The problem with this approach is that you can't sort/optimize/wathever primitives between threads, all the draw calls are baked and just copied in the main ring buffer. Of course you can always organize your rendering objects in lists that are bound to a given renderbuffer/pass and process those lists in parallel, doing so you're pretty sure that you can't do more optimization than the ones you can perform on a single list. A problem arises when you have a few big lists and all the other ones are much smaller, in that case, processing one list per thread does not give you an optimal load balancing. So other solutions could be more employed, depending on the context.
A very common one is to have some higher level rendering data, usually meshes with materials and all the context needed to do draw that data. Those primitives/contextes are added by the various threads in a render queue that is then sorted (by rendertarget, passes, materials etc...) and generates state changes and draw calls. The state API is hidden and used only by the rendering thread. Using a lockfree stack helps.

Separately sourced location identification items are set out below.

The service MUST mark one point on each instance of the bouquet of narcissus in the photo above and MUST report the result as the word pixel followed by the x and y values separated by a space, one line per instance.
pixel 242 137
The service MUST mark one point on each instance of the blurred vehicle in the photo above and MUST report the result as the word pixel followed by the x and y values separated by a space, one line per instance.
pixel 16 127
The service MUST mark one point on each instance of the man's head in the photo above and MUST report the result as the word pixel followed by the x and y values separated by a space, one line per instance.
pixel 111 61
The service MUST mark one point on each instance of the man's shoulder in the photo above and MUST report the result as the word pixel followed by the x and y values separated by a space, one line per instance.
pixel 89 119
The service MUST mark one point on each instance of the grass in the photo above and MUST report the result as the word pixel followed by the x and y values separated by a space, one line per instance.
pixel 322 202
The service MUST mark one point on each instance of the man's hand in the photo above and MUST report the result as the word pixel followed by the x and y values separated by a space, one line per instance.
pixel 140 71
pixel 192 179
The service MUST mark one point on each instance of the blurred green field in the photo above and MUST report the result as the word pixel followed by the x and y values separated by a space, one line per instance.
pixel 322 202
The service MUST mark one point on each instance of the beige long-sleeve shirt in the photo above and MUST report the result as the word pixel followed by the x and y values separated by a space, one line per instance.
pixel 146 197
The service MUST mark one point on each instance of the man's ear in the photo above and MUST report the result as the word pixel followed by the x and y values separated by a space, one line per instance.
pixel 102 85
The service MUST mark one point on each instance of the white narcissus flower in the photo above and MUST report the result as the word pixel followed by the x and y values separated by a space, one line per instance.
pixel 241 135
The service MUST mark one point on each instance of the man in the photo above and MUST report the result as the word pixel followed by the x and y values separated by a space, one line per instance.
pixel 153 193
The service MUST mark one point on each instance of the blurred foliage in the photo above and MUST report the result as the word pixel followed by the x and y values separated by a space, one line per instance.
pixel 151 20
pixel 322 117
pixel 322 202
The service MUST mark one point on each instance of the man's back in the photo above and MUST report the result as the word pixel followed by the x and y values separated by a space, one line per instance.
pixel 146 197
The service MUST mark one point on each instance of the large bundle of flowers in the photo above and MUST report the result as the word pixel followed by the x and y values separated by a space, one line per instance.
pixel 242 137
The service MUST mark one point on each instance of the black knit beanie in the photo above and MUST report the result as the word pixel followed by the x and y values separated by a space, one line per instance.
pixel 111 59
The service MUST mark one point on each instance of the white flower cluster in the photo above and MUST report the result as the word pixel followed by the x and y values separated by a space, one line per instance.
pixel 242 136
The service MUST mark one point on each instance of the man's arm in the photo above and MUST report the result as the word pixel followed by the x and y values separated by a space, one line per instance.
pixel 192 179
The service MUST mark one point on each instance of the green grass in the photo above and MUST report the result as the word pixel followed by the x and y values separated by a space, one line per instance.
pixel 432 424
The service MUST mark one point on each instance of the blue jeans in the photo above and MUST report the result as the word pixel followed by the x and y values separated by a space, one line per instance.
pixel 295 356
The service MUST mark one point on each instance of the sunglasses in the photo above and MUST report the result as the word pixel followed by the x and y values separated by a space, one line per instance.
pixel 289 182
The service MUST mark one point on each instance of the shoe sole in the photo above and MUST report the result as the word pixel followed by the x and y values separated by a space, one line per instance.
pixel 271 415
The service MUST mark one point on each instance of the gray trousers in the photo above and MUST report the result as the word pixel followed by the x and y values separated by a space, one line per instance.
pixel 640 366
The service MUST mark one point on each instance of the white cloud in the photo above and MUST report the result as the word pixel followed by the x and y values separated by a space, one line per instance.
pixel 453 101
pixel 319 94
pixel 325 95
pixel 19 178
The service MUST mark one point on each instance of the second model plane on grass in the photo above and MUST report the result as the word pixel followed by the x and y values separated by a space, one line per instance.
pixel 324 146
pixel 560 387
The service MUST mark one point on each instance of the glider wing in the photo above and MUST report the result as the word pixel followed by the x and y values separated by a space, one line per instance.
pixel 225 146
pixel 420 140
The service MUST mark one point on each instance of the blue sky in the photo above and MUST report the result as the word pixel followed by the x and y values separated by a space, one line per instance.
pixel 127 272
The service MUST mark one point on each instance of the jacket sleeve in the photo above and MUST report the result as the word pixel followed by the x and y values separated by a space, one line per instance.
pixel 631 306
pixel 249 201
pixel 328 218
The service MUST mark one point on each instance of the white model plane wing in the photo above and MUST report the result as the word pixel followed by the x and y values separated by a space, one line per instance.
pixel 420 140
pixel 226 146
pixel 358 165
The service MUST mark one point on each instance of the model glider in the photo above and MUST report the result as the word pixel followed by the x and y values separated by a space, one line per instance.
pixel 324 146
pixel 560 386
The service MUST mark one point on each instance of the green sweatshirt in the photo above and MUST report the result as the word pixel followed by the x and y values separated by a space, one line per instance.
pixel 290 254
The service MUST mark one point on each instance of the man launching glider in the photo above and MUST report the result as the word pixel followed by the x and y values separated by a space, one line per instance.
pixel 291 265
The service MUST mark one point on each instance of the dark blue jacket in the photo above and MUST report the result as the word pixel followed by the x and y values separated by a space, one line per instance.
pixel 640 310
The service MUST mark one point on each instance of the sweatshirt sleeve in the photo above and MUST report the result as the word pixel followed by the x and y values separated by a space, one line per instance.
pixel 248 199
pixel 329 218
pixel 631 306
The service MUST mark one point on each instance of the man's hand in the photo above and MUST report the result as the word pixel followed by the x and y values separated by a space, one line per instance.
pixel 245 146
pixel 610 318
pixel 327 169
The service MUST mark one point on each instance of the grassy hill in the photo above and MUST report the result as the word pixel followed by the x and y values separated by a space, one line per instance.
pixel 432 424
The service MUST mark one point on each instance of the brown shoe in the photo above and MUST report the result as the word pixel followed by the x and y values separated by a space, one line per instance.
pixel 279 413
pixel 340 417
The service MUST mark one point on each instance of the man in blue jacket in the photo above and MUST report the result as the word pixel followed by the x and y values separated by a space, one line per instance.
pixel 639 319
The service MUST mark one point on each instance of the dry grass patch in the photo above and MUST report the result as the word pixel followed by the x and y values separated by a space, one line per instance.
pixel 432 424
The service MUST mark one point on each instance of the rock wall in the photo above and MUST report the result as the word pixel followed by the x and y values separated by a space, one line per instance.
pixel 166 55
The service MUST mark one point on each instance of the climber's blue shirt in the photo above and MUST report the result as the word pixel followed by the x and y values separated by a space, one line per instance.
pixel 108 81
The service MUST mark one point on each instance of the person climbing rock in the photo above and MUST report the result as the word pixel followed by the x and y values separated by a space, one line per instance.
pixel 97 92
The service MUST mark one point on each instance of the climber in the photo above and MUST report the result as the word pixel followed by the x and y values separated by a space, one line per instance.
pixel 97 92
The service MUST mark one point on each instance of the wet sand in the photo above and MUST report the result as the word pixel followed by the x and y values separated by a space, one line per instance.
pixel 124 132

Another interesting solution is the one employed by Capcom's MT engine (Lost Planet). It's like a cross-platform command buffer API, where the commands have hints on their ordering (rendertarget, pass, etc) and are issued in parallel by multiple threads, then sorted in each thread, gathered and merge-sorted togheter in the rendering thread and then converted in actual draw calls. This is somewhat an hybrid approach between an high level submission API and a native commandbuffer API, when you can still do every kind of inter-thread optimization, but in a very fast way, without hiding the state API and doing only a simple translation of the commands to the native API ones in the main thread.